On Wed, 5 Jul 2023 18:08:17 +0900
David Stevens <stevensd@xxxxxxxxxxxx> wrote:
> On Wed, Jul 5, 2023 at 5:47___PM Zhi Wang <zhi.wang.linux@xxxxxxxxx> wrote:
> >
> > On Tue, 4 Jul 2023 16:50:47 +0900
> > David Stevens <stevensd@xxxxxxxxxxxx> wrote:
> >
> > > From: David Stevens <stevensd@xxxxxxxxxxxx>
> > >
> > > Introduce __kvm_follow_pfn, which will replace __gfn_to_pfn_memslot.
> > > __kvm_follow_pfn refactors the old API's arguments into a struct and,
> > > where possible, combines the boolean arguments into a single flags
> > > argument.
> > >
> > > Signed-off-by: David Stevens <stevensd@xxxxxxxxxxxx>
> > > ---
> > > include/linux/kvm_host.h | 16 ++++
> > > virt/kvm/kvm_main.c | 171 ++++++++++++++++++++++-----------------
> > > virt/kvm/kvm_mm.h | 3 +-
> > > virt/kvm/pfncache.c | 8 +-
> > > 4 files changed, 122 insertions(+), 76 deletions(-)
> > >
> > > diff --git a/include/linux/kvm_host.h b/include/linux/kvm_host.h
> > > index 9d3ac7720da9..ef2763c2b12e 100644
> > > --- a/include/linux/kvm_host.h
> > > +++ b/include/linux/kvm_host.h
> > > @@ -97,6 +97,7 @@
> > > #define KVM_PFN_ERR_HWPOISON (KVM_PFN_ERR_MASK + 1)
> > > #define KVM_PFN_ERR_RO_FAULT (KVM_PFN_ERR_MASK + 2)
> > > #define KVM_PFN_ERR_SIGPENDING (KVM_PFN_ERR_MASK + 3)

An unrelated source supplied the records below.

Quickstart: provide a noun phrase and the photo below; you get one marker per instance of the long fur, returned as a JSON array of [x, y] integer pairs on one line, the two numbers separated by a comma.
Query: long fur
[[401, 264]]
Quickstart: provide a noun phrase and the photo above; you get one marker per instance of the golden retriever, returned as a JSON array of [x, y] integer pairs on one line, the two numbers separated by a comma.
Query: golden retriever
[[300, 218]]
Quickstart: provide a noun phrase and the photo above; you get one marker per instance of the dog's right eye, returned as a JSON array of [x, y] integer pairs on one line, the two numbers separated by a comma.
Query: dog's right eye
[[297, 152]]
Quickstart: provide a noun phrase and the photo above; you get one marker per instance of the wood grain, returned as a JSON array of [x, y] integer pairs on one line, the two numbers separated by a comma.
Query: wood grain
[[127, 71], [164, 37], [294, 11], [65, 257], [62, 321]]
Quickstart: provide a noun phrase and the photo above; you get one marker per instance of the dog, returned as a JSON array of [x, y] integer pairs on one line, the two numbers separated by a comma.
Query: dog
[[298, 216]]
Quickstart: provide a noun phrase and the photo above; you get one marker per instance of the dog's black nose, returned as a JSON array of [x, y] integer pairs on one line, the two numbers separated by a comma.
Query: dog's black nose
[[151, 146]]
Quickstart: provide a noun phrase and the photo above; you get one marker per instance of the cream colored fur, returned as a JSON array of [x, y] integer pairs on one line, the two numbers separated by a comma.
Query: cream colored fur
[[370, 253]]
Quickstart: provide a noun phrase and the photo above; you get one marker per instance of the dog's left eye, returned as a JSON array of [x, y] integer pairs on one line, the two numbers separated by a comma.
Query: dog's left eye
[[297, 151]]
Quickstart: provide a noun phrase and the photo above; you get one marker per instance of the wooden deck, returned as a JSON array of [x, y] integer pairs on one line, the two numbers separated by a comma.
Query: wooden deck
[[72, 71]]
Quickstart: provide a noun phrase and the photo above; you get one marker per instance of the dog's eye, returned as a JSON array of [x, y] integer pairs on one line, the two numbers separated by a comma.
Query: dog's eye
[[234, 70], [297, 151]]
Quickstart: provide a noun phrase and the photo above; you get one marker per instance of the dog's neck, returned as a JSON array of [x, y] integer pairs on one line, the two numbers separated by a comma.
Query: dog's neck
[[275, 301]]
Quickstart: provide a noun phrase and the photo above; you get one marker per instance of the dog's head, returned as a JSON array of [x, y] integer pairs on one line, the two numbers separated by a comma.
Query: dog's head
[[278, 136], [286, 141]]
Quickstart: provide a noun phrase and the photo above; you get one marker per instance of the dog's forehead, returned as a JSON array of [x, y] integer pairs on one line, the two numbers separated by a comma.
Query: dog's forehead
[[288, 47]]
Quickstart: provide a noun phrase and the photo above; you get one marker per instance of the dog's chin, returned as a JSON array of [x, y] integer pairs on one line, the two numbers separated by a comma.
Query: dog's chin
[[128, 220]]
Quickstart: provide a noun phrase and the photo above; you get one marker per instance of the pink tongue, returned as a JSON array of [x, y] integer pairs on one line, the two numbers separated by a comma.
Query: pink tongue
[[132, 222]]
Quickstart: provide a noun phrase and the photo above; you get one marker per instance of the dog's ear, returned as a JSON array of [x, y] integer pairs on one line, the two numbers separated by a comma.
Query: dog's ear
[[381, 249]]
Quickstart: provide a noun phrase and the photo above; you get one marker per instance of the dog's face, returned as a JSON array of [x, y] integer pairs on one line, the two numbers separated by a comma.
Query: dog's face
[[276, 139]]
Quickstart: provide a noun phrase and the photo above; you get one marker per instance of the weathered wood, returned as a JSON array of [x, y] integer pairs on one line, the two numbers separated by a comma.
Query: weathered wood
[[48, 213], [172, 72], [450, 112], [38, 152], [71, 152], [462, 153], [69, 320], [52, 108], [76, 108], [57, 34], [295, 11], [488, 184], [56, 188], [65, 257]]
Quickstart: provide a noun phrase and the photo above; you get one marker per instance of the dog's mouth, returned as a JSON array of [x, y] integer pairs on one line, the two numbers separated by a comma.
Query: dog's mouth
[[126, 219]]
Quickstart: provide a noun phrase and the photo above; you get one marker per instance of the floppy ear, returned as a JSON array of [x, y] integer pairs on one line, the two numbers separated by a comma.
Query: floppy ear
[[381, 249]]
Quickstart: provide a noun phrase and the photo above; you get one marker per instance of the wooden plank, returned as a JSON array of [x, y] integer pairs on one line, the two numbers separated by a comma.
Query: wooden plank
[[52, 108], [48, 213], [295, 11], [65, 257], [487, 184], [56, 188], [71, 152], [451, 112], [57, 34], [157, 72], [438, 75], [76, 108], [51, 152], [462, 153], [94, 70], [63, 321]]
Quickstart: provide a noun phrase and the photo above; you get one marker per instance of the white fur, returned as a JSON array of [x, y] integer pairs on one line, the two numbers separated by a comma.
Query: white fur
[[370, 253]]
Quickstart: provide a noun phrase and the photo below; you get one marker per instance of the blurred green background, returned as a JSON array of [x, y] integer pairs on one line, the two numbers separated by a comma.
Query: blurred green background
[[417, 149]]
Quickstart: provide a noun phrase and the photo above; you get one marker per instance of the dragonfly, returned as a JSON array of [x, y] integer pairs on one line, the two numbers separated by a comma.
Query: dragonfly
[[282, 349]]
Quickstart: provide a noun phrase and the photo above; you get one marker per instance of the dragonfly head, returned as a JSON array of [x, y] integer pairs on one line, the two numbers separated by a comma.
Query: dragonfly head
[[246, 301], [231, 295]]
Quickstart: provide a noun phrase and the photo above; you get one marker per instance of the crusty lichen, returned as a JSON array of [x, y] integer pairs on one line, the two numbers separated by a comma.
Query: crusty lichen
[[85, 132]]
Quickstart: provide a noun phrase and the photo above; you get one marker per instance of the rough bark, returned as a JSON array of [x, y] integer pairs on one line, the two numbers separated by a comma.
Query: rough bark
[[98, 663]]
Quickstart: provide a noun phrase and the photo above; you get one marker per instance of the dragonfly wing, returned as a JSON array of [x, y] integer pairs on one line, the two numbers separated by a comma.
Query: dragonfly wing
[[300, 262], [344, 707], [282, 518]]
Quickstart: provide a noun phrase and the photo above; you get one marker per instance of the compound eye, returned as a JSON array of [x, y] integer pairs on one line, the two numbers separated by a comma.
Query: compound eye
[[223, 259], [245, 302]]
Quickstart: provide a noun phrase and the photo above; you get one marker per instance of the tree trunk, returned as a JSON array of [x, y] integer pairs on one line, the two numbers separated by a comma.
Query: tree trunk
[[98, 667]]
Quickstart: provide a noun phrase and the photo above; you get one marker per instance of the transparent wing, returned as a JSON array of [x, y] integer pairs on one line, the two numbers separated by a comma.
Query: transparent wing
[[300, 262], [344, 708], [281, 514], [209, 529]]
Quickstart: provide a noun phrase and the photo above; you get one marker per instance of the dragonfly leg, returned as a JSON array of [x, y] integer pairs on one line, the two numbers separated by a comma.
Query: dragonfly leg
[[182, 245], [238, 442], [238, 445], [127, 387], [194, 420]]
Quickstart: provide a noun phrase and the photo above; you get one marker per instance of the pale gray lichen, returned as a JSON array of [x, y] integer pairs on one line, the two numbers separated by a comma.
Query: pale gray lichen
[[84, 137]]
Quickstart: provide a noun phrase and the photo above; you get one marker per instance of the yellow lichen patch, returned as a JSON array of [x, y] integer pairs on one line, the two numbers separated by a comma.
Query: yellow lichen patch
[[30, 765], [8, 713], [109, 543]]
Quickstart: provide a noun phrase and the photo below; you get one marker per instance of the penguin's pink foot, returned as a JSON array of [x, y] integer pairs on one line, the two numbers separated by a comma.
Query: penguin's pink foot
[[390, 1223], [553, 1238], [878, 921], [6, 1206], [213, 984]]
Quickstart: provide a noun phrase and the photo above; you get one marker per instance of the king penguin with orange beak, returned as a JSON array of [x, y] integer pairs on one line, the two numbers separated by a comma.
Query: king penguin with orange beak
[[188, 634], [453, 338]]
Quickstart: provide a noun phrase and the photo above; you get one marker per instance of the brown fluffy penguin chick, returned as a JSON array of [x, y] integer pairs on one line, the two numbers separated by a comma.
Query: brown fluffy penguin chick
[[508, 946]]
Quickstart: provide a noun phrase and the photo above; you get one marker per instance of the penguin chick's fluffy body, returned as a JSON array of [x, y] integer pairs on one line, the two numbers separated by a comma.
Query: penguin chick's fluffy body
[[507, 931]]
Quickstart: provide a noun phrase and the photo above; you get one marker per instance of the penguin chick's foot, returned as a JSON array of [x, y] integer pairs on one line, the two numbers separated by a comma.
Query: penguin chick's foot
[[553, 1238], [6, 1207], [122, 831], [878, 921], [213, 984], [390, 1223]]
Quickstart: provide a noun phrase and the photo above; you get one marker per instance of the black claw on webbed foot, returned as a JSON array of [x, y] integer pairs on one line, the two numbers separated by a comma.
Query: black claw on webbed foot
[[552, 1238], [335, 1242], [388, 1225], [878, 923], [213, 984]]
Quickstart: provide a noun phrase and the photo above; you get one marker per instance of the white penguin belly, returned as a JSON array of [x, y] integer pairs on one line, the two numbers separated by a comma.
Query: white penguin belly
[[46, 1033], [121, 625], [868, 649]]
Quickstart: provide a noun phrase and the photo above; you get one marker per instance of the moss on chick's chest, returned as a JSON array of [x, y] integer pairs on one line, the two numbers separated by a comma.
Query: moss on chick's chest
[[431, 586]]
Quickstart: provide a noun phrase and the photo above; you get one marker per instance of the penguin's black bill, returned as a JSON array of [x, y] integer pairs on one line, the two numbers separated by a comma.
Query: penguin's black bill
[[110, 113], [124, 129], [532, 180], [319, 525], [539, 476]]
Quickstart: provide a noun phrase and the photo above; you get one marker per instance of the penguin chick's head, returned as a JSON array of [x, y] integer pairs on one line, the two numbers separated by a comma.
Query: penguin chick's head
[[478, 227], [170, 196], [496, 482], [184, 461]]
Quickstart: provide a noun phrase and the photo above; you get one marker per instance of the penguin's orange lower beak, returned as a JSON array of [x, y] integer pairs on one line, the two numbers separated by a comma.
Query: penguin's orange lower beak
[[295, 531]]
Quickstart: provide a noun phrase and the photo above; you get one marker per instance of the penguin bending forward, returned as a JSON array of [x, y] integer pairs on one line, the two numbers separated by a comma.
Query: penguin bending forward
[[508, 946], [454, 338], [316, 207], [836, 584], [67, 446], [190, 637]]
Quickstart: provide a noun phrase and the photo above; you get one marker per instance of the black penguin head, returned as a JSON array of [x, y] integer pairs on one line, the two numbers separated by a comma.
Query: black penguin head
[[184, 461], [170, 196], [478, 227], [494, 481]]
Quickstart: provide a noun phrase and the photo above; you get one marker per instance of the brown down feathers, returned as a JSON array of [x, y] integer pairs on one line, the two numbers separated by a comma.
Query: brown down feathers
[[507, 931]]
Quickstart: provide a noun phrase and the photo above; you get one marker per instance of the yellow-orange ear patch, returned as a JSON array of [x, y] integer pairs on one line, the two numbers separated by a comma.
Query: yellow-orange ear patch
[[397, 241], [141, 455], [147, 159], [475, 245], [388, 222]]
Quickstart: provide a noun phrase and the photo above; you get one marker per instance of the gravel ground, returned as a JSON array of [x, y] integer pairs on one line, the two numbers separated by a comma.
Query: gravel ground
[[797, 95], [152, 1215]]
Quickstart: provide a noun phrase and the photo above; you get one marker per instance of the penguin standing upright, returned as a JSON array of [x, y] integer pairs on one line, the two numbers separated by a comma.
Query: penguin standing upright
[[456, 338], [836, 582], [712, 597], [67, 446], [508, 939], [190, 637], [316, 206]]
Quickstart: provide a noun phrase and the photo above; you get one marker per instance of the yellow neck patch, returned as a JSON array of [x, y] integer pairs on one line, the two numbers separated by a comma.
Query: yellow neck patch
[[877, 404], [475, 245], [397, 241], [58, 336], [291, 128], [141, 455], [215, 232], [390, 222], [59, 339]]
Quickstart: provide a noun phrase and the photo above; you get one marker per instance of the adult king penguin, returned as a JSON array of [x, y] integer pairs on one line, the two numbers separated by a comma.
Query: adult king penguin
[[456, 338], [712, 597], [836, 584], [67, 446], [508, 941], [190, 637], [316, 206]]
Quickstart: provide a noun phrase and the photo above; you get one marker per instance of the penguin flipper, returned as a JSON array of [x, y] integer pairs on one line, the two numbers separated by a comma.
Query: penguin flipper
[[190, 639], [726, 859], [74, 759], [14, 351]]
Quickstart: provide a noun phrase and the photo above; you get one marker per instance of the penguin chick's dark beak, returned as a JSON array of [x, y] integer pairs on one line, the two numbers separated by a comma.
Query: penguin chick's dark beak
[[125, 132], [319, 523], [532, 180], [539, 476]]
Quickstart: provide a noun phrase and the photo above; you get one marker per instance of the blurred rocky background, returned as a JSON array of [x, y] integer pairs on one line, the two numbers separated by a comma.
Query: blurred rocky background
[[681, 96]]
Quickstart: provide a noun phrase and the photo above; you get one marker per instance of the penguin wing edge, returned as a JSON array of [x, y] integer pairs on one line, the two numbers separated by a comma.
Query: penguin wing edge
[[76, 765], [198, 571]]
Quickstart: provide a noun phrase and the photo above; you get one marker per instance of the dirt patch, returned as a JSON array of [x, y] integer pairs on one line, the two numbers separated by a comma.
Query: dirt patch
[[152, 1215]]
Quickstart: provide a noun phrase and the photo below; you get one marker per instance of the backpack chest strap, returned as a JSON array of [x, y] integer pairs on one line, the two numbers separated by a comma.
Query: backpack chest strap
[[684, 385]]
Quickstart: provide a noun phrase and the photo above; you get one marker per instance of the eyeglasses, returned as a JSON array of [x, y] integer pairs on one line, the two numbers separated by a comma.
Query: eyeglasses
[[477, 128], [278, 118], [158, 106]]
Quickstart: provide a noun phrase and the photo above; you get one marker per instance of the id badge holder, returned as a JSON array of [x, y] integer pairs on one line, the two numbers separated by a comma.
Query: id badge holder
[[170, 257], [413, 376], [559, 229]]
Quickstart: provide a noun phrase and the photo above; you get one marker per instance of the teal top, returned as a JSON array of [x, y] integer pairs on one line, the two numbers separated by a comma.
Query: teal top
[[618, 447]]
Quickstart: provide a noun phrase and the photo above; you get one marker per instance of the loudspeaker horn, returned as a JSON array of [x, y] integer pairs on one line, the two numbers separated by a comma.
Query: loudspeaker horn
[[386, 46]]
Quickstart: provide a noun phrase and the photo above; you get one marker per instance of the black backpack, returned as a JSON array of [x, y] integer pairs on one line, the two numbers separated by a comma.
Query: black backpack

> > > +#define KVM_PFN_ERR_NEEDS_IO (KVM_PFN_ERR_MASK + 4)
> > >
> > > /*
> > > * error pfns indicate that the gfn is in slot but faild to
> > > @@ -1156,6 +1157,21 @@ unsigned long gfn_to_hva_memslot_prot(struct kvm_memory_slot *slot, gfn_t gfn,
> > > void kvm_release_page_clean(struct page *page);
> > > void kvm_release_page_dirty(struct page *page);
> > >
> > > +struct kvm_follow_pfn {
> > > + const struct kvm_memory_slot *slot;
> > > + gfn_t gfn;
> > > + unsigned int flags;
> > > + bool atomic;
> > > + /* Allow a read fault to create a writeable mapping. */
> > > + bool allow_write_mapping;
> > > +
> > > + /* Outputs of __kvm_follow_pfn */
> > > + hva_t hva;
> > > + bool writable;
> > > +};
> > > +
> > > +kvm_pfn_t __kvm_follow_pfn(struct kvm_follow_pfn *foll);
> > > +
> > > kvm_pfn_t gfn_to_pfn(struct kvm *kvm, gfn_t gfn);
> > > kvm_pfn_t gfn_to_pfn_prot(struct kvm *kvm, gfn_t gfn, bool write_fault,
> > > bool *writable);
> > > diff --git a/virt/kvm/kvm_main.c b/virt/kvm/kvm_main.c
> > > index 371bd783ff2b..b13f22861d2f 100644
> > > --- a/virt/kvm/kvm_main.c
> > > +++ b/virt/kvm/kvm_main.c
> > > @@ -2486,24 +2486,22 @@ static inline int check_user_page_hwpoison(unsigned long addr)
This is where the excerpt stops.